Le temps de l’écoute

24 Juin - 30 Oct 2011
Vernissage le 24 Juin 2011

Dans le cadre de l'évènement «L'art contemporain et la Côte d'Azur», la Villa Arson a produit l'exposition «Le temps de l’écoute» qui vise à retracer soixante ans de création sonore et musicale dans la région Côte d'Azur, des années 1950 à nos jours. Cette histoire se construit au travers du regard d'artistes contemporains travaillant ou ayant travaillé dans la région à qui il a été demandé de produire une oeuvre destinée à mettre en résonance des productions passées.

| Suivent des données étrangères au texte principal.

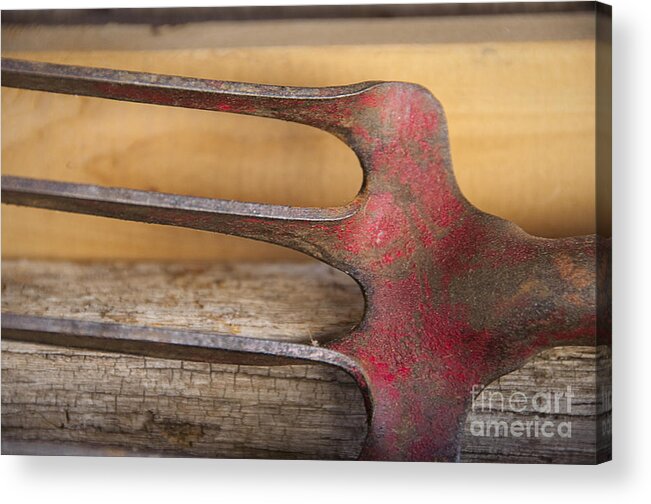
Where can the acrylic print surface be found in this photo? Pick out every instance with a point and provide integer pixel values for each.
(375, 233)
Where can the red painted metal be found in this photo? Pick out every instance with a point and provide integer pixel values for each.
(455, 297)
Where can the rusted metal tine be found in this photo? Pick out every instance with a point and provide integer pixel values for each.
(454, 297)
(288, 226)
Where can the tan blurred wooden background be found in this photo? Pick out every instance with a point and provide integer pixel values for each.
(519, 93)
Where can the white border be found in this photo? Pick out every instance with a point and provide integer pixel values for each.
(627, 478)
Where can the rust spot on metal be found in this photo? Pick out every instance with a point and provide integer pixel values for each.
(454, 297)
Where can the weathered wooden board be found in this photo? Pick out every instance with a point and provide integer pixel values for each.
(519, 93)
(61, 400)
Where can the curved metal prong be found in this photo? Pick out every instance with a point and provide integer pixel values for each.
(299, 228)
(327, 108)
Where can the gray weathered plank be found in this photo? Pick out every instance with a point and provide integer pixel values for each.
(61, 400)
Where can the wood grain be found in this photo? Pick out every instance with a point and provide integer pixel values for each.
(521, 120)
(61, 400)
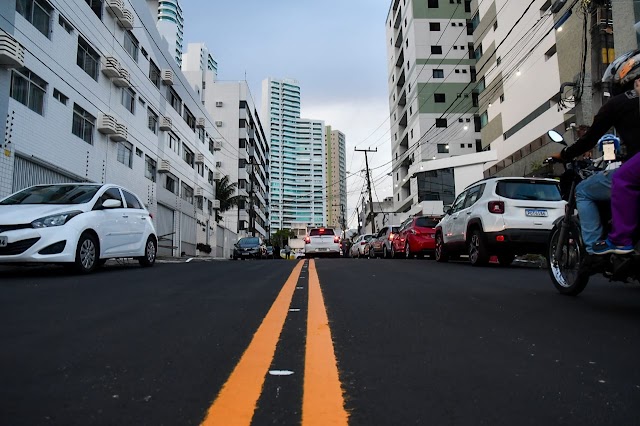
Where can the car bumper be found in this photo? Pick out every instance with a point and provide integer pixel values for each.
(44, 245)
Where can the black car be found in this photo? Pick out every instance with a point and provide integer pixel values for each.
(249, 248)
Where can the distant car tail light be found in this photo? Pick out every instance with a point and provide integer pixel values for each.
(496, 207)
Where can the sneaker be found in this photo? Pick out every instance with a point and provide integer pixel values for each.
(606, 247)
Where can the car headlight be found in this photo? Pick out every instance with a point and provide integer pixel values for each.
(54, 220)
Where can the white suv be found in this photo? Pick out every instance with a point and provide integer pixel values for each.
(504, 217)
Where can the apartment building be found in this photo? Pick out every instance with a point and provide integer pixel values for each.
(336, 174)
(432, 95)
(297, 158)
(90, 94)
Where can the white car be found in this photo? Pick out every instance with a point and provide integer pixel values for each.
(81, 224)
(322, 241)
(505, 217)
(359, 246)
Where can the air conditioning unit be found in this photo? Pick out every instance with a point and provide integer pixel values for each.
(122, 80)
(115, 7)
(11, 52)
(165, 123)
(111, 67)
(121, 133)
(107, 124)
(126, 20)
(164, 166)
(166, 76)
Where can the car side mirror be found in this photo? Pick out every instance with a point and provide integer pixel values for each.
(111, 204)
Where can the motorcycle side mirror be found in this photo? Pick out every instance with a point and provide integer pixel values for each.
(556, 137)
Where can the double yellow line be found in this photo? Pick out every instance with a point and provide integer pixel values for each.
(322, 401)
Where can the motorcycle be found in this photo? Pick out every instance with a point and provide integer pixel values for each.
(566, 250)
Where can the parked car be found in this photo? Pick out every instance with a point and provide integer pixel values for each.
(322, 241)
(500, 216)
(79, 224)
(358, 249)
(380, 245)
(416, 237)
(249, 248)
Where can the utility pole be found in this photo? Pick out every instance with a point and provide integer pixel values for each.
(366, 160)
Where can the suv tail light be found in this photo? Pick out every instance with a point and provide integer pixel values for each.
(496, 207)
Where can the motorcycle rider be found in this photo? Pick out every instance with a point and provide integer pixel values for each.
(622, 112)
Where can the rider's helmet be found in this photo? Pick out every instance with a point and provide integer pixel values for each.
(623, 71)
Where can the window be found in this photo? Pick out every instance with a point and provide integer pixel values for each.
(88, 59)
(28, 89)
(443, 148)
(132, 200)
(152, 121)
(150, 166)
(37, 12)
(154, 74)
(125, 153)
(96, 6)
(171, 184)
(175, 100)
(441, 122)
(60, 97)
(188, 156)
(131, 45)
(83, 124)
(186, 193)
(128, 99)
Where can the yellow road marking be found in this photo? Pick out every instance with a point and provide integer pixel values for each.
(322, 401)
(237, 400)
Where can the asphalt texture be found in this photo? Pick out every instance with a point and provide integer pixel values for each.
(416, 342)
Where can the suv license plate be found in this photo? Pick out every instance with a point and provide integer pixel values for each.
(536, 213)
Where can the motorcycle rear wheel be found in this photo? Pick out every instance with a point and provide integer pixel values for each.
(564, 271)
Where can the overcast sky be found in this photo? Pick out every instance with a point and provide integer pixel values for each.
(335, 49)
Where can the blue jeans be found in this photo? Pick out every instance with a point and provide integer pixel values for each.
(588, 193)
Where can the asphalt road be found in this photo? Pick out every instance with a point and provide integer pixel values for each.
(415, 342)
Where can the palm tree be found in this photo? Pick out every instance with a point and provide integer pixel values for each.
(225, 193)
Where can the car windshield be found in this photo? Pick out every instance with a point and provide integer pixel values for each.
(427, 222)
(53, 194)
(529, 190)
(321, 231)
(249, 242)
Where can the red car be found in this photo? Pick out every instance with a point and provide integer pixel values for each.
(416, 237)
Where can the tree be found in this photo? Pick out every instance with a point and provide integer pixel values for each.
(225, 194)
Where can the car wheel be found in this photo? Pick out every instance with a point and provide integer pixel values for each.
(87, 254)
(150, 252)
(478, 254)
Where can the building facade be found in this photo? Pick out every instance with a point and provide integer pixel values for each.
(90, 94)
(336, 173)
(432, 95)
(170, 24)
(297, 163)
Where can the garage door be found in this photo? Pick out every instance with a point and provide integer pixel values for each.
(164, 228)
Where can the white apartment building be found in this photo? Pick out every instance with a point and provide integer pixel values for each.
(170, 24)
(90, 94)
(297, 158)
(336, 173)
(432, 103)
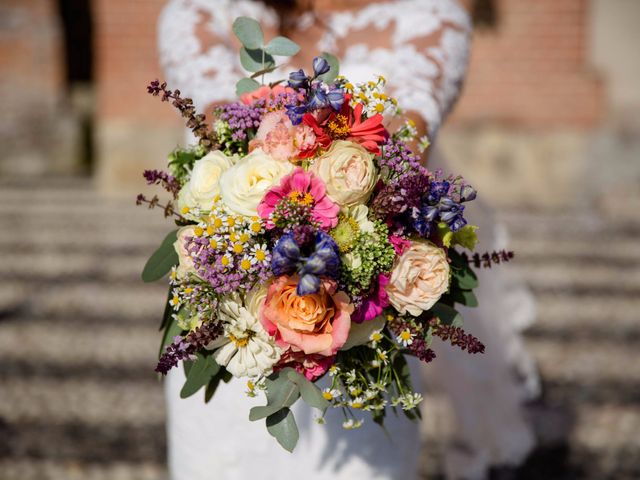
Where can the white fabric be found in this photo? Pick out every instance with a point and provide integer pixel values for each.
(425, 66)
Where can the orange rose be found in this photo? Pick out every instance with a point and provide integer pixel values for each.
(317, 323)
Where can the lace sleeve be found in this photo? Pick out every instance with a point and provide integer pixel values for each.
(420, 46)
(197, 49)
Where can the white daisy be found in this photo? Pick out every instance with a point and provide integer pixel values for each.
(245, 349)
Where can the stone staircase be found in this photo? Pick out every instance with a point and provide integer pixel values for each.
(78, 338)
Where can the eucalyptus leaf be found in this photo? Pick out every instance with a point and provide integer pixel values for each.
(252, 60)
(281, 392)
(310, 393)
(160, 263)
(334, 71)
(246, 85)
(282, 426)
(248, 32)
(200, 373)
(447, 315)
(282, 46)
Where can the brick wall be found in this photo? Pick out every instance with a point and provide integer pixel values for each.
(126, 60)
(532, 69)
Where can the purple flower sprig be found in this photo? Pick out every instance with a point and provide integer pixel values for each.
(184, 348)
(166, 180)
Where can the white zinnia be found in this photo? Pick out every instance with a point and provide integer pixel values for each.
(246, 349)
(243, 186)
(204, 183)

Pascal Broccolichi & Lars Fredrikson, Vincent Epplay & Robert Malaval & Les Rolling Stones, Jérome Joy & Jean Dupuy, Ludovic Lignon & Lars Fredrikson, Arnaud Maguet & Sun Ra, Arnaud Maguet & Soft Machine & Jean- Jacques Lebel, Arnaud Maguet & Richard Prompt, Isabelle Sordage & Éléonore Bak, Isabelle Sordage & Éliane Radigue, Gauthier Tassart & Thomas Köner, Gauthier Tassart & Jean-Pierre Massiéra, Christian Vialard & Yves Klein.
Le temps de l’écoute

Les œuvres crées pour cette expositions sont en quelque sorte le résultat de la recherche d’une écriture singulière pour analyser le champ particulièrement expérimental des pratiques sonores et musicales. Il s’agit également de s’appuyer sur la créativité d’artistes contemporains pour tisser des liens entre le passé et leurs propres expériences.

Cette position soulève évidemment la question de l’appropriation et de ses limites. Comment un artiste historique peut trouver sa place dans une oeuvre contemporaine? Inversement, comment une oeuvre actuelle peut affirmer son originalité alors qu’elle se construit sur une réalisation passée? Comment rendre lisible la singularité des oeuvres qui se rencontrent? C’est en étant affirmée clairement dans son postulat et dans les formes produites que l’appropriation devient une pensée esthétique qui dépasse le simple jeu des citations et des références.

Ainsi, pour cette exposition, ce n’est plus la perspective chronologique qui prévaut à l’écriture de l’histoire, mais le rapport atemporel entre les différentes pratiques. Les générations et les expériences ne s’opposent plus. L’histoire devient un flux continu où il ne s’agit pas tant de définir le rôle que chacun des artistes a tenu, mais plutôt celui que les pratiques qui la structurent et les liens qu’elles tissent entre elles.